Tacohuaco

A classic Mexican must-have as a complement to any main dish.

Ingredients

Yields 200 ml

  • 2 tomato
  • 2 mildly spicy chile
  • 1 onion
  • 3–4 clove garlic
  • chile flakes  optional
  • salt

You will need

  • blender or food processor

Directions

  1. Prepare the vegetables. Tomatoes: If they are small and juicy, leave them whole; otherwise halve. Chiles: leave as is. Onion: peel and halve. Garlic: peel.
  2. Char all the vegetables without adding any oil on a skillet, until they softened a bit.
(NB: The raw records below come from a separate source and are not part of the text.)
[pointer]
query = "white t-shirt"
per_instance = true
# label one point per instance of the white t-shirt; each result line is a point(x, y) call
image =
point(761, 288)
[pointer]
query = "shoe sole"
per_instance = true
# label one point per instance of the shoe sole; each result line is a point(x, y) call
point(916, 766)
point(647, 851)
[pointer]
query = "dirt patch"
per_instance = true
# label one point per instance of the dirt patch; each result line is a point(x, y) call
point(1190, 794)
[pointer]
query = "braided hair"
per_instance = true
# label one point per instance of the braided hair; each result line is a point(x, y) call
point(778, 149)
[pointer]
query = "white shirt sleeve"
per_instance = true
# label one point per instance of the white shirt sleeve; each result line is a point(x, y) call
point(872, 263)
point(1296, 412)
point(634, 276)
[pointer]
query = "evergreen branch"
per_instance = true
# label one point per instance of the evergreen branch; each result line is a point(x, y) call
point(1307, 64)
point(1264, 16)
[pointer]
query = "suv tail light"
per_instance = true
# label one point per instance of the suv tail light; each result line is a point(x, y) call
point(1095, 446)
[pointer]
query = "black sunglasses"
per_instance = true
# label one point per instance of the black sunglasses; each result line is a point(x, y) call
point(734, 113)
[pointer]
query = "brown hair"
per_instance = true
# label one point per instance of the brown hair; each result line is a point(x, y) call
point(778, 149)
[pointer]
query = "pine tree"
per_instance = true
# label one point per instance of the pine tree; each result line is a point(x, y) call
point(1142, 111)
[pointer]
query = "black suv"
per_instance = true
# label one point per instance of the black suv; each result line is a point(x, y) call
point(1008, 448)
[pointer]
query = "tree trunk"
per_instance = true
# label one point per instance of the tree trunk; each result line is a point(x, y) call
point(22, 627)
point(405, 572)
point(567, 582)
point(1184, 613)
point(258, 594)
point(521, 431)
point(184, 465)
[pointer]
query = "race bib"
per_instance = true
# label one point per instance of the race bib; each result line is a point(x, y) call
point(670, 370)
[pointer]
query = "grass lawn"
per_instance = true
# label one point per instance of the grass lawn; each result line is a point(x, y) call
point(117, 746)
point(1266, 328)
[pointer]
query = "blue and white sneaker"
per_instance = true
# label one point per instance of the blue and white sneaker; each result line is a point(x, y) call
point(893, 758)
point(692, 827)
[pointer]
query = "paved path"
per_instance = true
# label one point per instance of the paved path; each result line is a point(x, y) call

Don’t worry if they look burned, this will add an amazing flavor to our sauce!
  3. Transfer the vegetables onto a plate, and let them cool down a bit.
  4. When the vegetables are cold enough to touch them, roughly cut them, and remove the roots of the tomatoes and chiles.
  5. Purée the vegetables using an immersion blender or a food processor until you have a smooth paste (but not too smooth, some texture is nice to have here).
  6. Add some chile flakes if not spicy enough, and season with salt to your taste.

Notes

Get a Molcajete and make your sauce as a true Mexican señora if you want to go real! ; — )

We usually make this sauce with dried jalapeños or whatever fresh spicy chile we have.